Frankfurter Allgemeine Zeitung - Allemagne | lundi, 12. mars 2007
La fin de l'ère Chirac
Michaela Wiegel fait état de "deux ruptures dans la politique étrangère de la France" pendant le mandat de Jacques Chirac. "La première rupture, le différend avec les Etats-Unis par rapport à la guerre en Irak, a été provoquée volontairement par le président français. La deuxième rupture concerne la prise de distance de la France par rapport au processus d'intégration européen (...). C'est précisément Jacques Chirac, dont la carrière politique a été très marquée par la guerre froide, qui s'est détaché dès le début de sa présidence en 1995 du modèle de pensée de cette ère pendant laquelle l'équilibre des blocs était au-dessus de tout.

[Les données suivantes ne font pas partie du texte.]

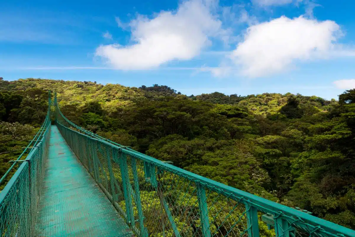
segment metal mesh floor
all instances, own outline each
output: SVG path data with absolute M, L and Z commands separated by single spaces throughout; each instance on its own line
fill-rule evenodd
M 56 126 L 51 129 L 37 236 L 133 236 Z

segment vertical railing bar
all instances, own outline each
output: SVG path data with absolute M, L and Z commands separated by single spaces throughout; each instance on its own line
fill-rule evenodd
M 127 166 L 127 158 L 123 152 L 119 152 L 120 167 L 121 169 L 121 175 L 122 178 L 122 184 L 123 188 L 123 195 L 125 197 L 126 204 L 126 212 L 127 215 L 127 222 L 132 226 L 135 225 L 134 216 L 132 206 L 132 198 L 130 192 L 129 185 L 129 177 L 128 176 L 128 167 Z
M 248 237 L 259 237 L 258 209 L 248 203 L 244 203 L 246 210 L 247 225 Z
M 136 158 L 131 157 L 131 162 L 132 163 L 132 172 L 133 173 L 133 181 L 134 183 L 134 191 L 135 193 L 135 198 L 136 205 L 137 206 L 138 212 L 138 218 L 139 219 L 139 225 L 141 229 L 141 235 L 142 237 L 148 237 L 148 231 L 144 226 L 144 215 L 142 209 L 142 203 L 141 201 L 141 194 L 139 189 L 139 182 L 138 179 L 138 174 L 137 169 L 137 162 Z
M 174 232 L 174 235 L 175 235 L 175 237 L 181 237 L 180 233 L 179 232 L 179 230 L 178 230 L 178 227 L 176 226 L 176 224 L 175 223 L 175 222 L 174 221 L 174 218 L 173 217 L 170 211 L 169 205 L 166 203 L 166 201 L 165 200 L 165 198 L 164 198 L 163 191 L 161 190 L 159 184 L 158 183 L 157 179 L 155 167 L 152 164 L 150 164 L 149 165 L 150 167 L 150 173 L 151 175 L 151 179 L 152 181 L 152 185 L 155 189 L 157 191 L 157 194 L 159 198 L 160 204 L 163 206 L 165 212 L 168 216 L 168 219 L 170 223 L 170 225 L 171 225 L 171 228 L 173 228 L 173 230 Z
M 198 199 L 198 208 L 200 209 L 200 220 L 202 226 L 202 235 L 203 237 L 211 237 L 211 230 L 208 219 L 208 211 L 206 198 L 206 190 L 204 187 L 197 183 L 197 195 Z
M 112 150 L 112 152 L 111 152 L 112 155 L 112 157 L 114 157 L 115 149 L 113 148 L 110 149 Z M 109 168 L 109 173 L 110 174 L 110 183 L 111 185 L 111 190 L 112 194 L 112 202 L 115 203 L 117 201 L 117 195 L 116 193 L 116 189 L 115 188 L 115 176 L 113 174 L 113 171 L 112 171 L 112 165 L 111 164 L 111 158 L 110 156 L 110 153 L 107 154 L 107 166 Z

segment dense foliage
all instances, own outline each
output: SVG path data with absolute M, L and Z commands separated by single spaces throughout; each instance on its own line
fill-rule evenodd
M 21 124 L 43 121 L 50 89 L 69 119 L 103 136 L 355 228 L 355 89 L 338 102 L 290 93 L 187 97 L 157 85 L 32 79 L 0 80 L 0 88 L 2 164 L 29 140 Z M 19 126 L 28 132 L 11 137 L 4 128 Z

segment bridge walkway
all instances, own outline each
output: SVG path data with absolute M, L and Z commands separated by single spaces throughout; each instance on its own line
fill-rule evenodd
M 133 236 L 56 126 L 50 137 L 37 236 Z

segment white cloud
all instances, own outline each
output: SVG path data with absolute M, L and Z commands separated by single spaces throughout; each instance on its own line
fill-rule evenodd
M 104 34 L 102 37 L 105 39 L 112 39 L 112 35 L 110 34 L 108 31 L 106 31 L 106 33 Z
M 260 6 L 266 6 L 271 5 L 284 5 L 291 3 L 293 0 L 252 0 L 255 4 Z
M 333 83 L 339 89 L 348 90 L 355 88 L 355 79 L 348 79 L 335 81 Z
M 334 21 L 282 16 L 248 28 L 230 57 L 244 75 L 266 76 L 295 61 L 328 57 L 342 34 Z
M 218 67 L 202 67 L 200 71 L 203 72 L 209 72 L 214 76 L 222 77 L 230 74 L 232 69 L 228 66 L 219 66 Z
M 181 4 L 176 12 L 162 11 L 152 19 L 138 16 L 130 23 L 135 43 L 101 45 L 96 55 L 123 70 L 147 69 L 174 60 L 191 59 L 211 45 L 210 37 L 222 38 L 227 33 L 213 13 L 216 4 L 192 0 Z

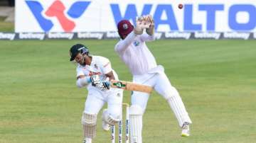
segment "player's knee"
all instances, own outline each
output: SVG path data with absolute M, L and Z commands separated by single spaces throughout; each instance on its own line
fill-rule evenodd
M 144 110 L 138 105 L 132 105 L 129 108 L 129 115 L 142 115 Z
M 107 110 L 103 110 L 103 120 L 110 125 L 117 125 L 118 122 L 120 121 L 120 115 L 119 114 L 117 116 L 113 116 L 110 114 Z
M 174 86 L 171 86 L 168 90 L 165 91 L 163 94 L 163 96 L 166 100 L 169 100 L 170 98 L 179 96 L 178 91 Z
M 97 115 L 82 113 L 82 124 L 86 126 L 95 126 L 97 124 Z

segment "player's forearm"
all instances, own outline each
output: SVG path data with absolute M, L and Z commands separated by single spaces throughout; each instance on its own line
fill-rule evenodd
M 82 88 L 86 86 L 90 83 L 91 83 L 90 77 L 84 76 L 78 79 L 76 81 L 76 85 L 78 88 Z
M 129 45 L 132 44 L 132 41 L 135 39 L 136 35 L 132 31 L 129 33 L 124 40 L 120 41 L 119 44 L 115 47 L 115 50 L 117 52 L 123 52 L 125 51 L 128 47 Z

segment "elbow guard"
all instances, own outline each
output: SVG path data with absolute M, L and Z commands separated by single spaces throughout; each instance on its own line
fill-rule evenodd
M 91 83 L 90 78 L 85 77 L 85 78 L 79 78 L 77 80 L 76 84 L 78 87 L 82 88 L 83 86 L 88 85 L 90 83 Z

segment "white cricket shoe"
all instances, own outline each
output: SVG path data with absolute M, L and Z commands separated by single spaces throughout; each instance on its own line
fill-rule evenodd
M 107 109 L 104 109 L 102 113 L 102 129 L 105 131 L 109 131 L 110 130 L 110 125 L 104 120 L 104 117 L 106 114 Z
M 184 122 L 181 127 L 181 137 L 188 137 L 190 135 L 188 122 Z

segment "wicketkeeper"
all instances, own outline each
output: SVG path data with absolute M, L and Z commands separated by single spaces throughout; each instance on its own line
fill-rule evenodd
M 72 46 L 70 53 L 70 61 L 78 64 L 76 85 L 87 87 L 88 91 L 82 125 L 83 142 L 91 143 L 96 136 L 97 115 L 105 103 L 107 109 L 102 113 L 103 130 L 109 130 L 110 125 L 117 125 L 120 120 L 123 91 L 110 87 L 109 81 L 118 80 L 118 76 L 108 59 L 90 55 L 88 49 L 81 44 Z
M 129 67 L 133 82 L 152 86 L 168 102 L 181 128 L 181 136 L 189 136 L 189 125 L 192 123 L 177 90 L 171 86 L 164 67 L 157 65 L 146 42 L 154 40 L 154 23 L 149 15 L 139 17 L 134 27 L 127 20 L 117 25 L 121 38 L 114 50 Z M 144 33 L 144 30 L 146 33 Z M 142 115 L 145 111 L 149 93 L 134 91 L 129 110 L 132 143 L 142 142 Z

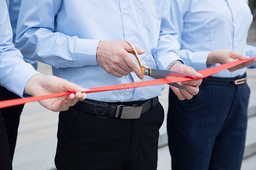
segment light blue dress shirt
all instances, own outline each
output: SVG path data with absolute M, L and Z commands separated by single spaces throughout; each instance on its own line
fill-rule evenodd
M 23 0 L 16 46 L 27 57 L 52 66 L 55 75 L 84 87 L 139 82 L 134 73 L 119 78 L 104 71 L 96 61 L 98 43 L 129 41 L 146 50 L 140 56 L 144 66 L 166 69 L 180 60 L 177 33 L 168 19 L 170 5 L 163 0 Z M 163 88 L 88 94 L 88 99 L 142 100 L 160 95 Z
M 180 57 L 185 64 L 196 70 L 205 69 L 210 52 L 229 49 L 256 57 L 256 48 L 247 45 L 253 16 L 247 0 L 171 0 L 171 22 L 179 34 Z M 256 66 L 256 63 L 254 64 Z M 253 65 L 252 66 L 253 66 Z M 235 77 L 246 68 L 213 75 Z
M 9 11 L 10 20 L 13 28 L 13 43 L 15 44 L 16 37 L 16 27 L 17 26 L 18 17 L 22 0 L 6 0 Z M 32 65 L 35 69 L 38 68 L 38 62 L 34 60 L 23 56 L 23 60 Z
M 22 59 L 11 42 L 13 33 L 5 0 L 0 0 L 0 85 L 20 96 L 27 81 L 39 74 Z

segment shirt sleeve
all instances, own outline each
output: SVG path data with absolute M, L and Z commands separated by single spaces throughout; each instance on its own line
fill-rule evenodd
M 246 56 L 250 58 L 256 57 L 256 46 L 247 45 L 246 46 Z M 249 69 L 256 68 L 256 62 L 247 67 Z
M 99 40 L 55 32 L 55 18 L 61 4 L 61 0 L 22 1 L 16 47 L 26 57 L 55 68 L 97 65 L 96 55 Z
M 180 45 L 181 45 L 184 18 L 189 12 L 191 2 L 183 0 L 171 1 L 171 21 L 177 31 L 177 41 Z M 199 71 L 214 66 L 214 64 L 210 65 L 207 65 L 206 64 L 209 53 L 210 52 L 194 52 L 187 49 L 183 49 L 181 46 L 180 55 L 180 58 L 184 61 L 186 65 L 194 68 L 196 71 Z
M 161 25 L 155 60 L 160 69 L 168 69 L 175 60 L 183 61 L 179 57 L 180 45 L 177 34 L 170 19 L 170 1 L 163 1 Z
M 11 42 L 13 33 L 5 0 L 0 1 L 0 85 L 23 96 L 28 80 L 39 74 L 22 58 Z

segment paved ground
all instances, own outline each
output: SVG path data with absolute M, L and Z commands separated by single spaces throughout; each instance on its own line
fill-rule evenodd
M 255 27 L 250 29 L 249 40 L 250 44 L 256 45 Z M 45 65 L 40 65 L 39 70 L 44 74 L 51 74 L 51 69 Z M 251 89 L 250 104 L 256 105 L 256 69 L 250 71 L 249 74 L 251 78 L 249 80 Z M 168 90 L 164 91 L 162 94 L 160 101 L 166 110 Z M 44 109 L 38 103 L 25 105 L 21 116 L 17 146 L 13 160 L 14 170 L 55 169 L 53 160 L 57 142 L 57 113 Z M 160 133 L 166 131 L 164 122 Z M 255 134 L 254 137 L 256 137 Z M 168 147 L 160 148 L 158 169 L 171 169 L 170 162 Z M 255 167 L 256 156 L 243 161 L 242 170 L 255 170 Z

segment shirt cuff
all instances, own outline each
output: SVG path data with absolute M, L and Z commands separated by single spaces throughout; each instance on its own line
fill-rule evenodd
M 206 64 L 209 53 L 209 52 L 196 52 L 191 58 L 191 62 L 188 63 L 188 65 L 193 67 L 196 71 L 204 70 L 213 66 L 214 65 L 207 66 Z M 187 65 L 185 61 L 185 64 Z
M 24 94 L 26 85 L 27 82 L 36 74 L 40 74 L 33 69 L 26 69 L 23 70 L 19 70 L 19 71 L 14 74 L 14 78 L 11 82 L 11 91 L 17 94 L 21 97 L 24 97 L 26 96 Z
M 78 61 L 85 65 L 97 65 L 96 52 L 100 40 L 78 38 L 76 42 L 76 55 Z

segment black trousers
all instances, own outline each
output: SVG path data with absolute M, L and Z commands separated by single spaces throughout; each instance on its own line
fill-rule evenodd
M 19 96 L 0 86 L 0 101 L 20 98 Z M 16 141 L 17 141 L 18 128 L 19 118 L 24 104 L 0 109 L 8 135 L 10 154 L 13 159 Z
M 133 120 L 71 107 L 59 114 L 57 169 L 155 170 L 163 119 L 159 103 Z
M 10 170 L 11 159 L 8 145 L 8 138 L 6 134 L 3 119 L 0 110 L 0 169 Z

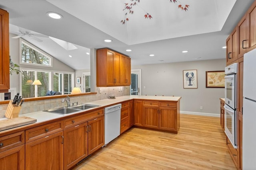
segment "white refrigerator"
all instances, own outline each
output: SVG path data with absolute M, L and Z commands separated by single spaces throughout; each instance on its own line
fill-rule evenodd
M 244 56 L 243 170 L 256 170 L 256 49 Z

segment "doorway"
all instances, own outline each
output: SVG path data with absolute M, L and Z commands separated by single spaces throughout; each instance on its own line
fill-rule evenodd
M 141 69 L 132 70 L 131 95 L 141 95 Z

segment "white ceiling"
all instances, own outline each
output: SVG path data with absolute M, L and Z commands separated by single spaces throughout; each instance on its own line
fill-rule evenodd
M 106 47 L 130 57 L 132 65 L 224 59 L 226 39 L 254 0 L 177 1 L 140 0 L 125 25 L 120 21 L 129 0 L 0 0 L 0 8 L 9 13 L 10 33 L 18 26 L 74 44 L 78 49 L 66 51 L 49 38 L 23 37 L 80 70 L 90 68 L 90 49 Z M 189 5 L 188 11 L 178 9 L 180 4 Z M 50 11 L 63 18 L 50 18 Z M 145 12 L 153 18 L 145 19 Z

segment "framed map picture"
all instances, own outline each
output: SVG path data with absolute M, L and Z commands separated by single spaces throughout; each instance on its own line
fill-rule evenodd
M 206 87 L 225 88 L 225 71 L 206 71 Z
M 183 70 L 183 88 L 197 88 L 197 70 Z

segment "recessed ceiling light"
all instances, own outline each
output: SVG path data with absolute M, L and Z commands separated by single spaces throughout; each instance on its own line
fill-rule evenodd
M 59 14 L 54 12 L 48 12 L 46 13 L 47 16 L 53 19 L 60 20 L 62 19 L 63 17 Z
M 112 40 L 109 39 L 104 39 L 104 41 L 107 43 L 110 43 L 110 42 L 112 41 Z

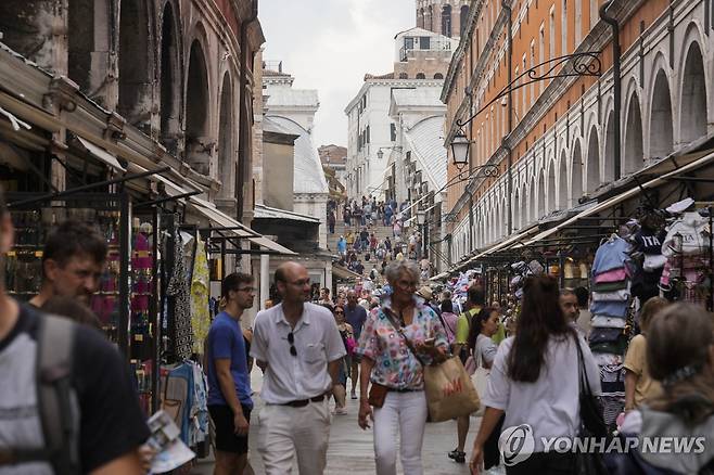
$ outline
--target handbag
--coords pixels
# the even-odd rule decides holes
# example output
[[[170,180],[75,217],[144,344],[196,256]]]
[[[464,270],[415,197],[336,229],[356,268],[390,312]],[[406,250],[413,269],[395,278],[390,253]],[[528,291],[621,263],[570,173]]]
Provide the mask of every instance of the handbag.
[[[581,402],[581,437],[607,438],[608,426],[603,419],[600,398],[592,394],[585,368],[583,348],[575,337],[578,361],[578,399]],[[608,475],[602,453],[575,452],[575,473],[577,475]]]
[[[428,421],[444,422],[475,412],[481,406],[481,401],[459,357],[451,356],[442,363],[425,364],[412,343],[401,331],[401,326],[395,322],[392,310],[387,308],[383,310],[392,326],[404,338],[411,354],[422,365],[424,393],[429,408]]]
[[[371,407],[380,409],[384,406],[384,400],[386,399],[386,394],[388,391],[388,387],[379,383],[372,383],[372,386],[369,388],[367,402],[369,402]]]

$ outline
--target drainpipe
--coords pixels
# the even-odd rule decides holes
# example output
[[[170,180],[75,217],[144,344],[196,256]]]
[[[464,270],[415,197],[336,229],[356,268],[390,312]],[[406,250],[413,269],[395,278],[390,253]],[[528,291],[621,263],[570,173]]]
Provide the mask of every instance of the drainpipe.
[[[612,92],[614,95],[614,138],[615,138],[615,180],[622,177],[622,137],[620,132],[620,113],[622,108],[622,78],[620,74],[620,23],[614,16],[609,16],[607,11],[615,2],[608,0],[600,7],[600,18],[612,28]],[[605,137],[607,140],[607,137]]]
[[[235,164],[235,196],[238,198],[238,209],[235,210],[235,218],[239,221],[243,220],[243,208],[245,207],[245,194],[247,190],[244,189],[243,183],[245,177],[251,170],[251,161],[247,156],[248,144],[247,140],[251,137],[247,132],[250,120],[247,116],[246,92],[247,87],[247,28],[251,23],[255,22],[258,17],[258,0],[253,0],[251,16],[241,22],[241,78],[240,90],[238,91],[239,102],[239,121],[238,121],[238,164]]]
[[[503,9],[508,11],[508,137],[513,132],[513,12],[508,1],[503,2]],[[513,151],[508,145],[508,180],[507,180],[507,194],[508,194],[508,235],[513,232]]]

Pour la première fois depuis la crise de Suez de 1956, Jacques Chirac a remis en question le pacte de solidarité avec les Etats-Unis (...) en menaçant d'utiliser le droit de veto de la France au Conseil de sécurité de l'ONU, en plein milieu de la crise irakienne. Les tentatives de la France de rallier à sa position les grandes puissances russe et chinoise, des partenaires européens comme l'Allemagne et la Belgique, ainsi qu'un grand nombre d'Etats d'Amérique du Sud et d'Afrique au sein d'une sorte de contre-alliance anti-américaine sont sans précédent. Toutefois, contrairement à Gerhard Schröder, qui était en pleine campagne électorale, il ne s'agissait pas pour Jacques Chirac, très expérimenté en matière de politique étrangère, de vérifier les réflexes pacifistes de ses compatriotes."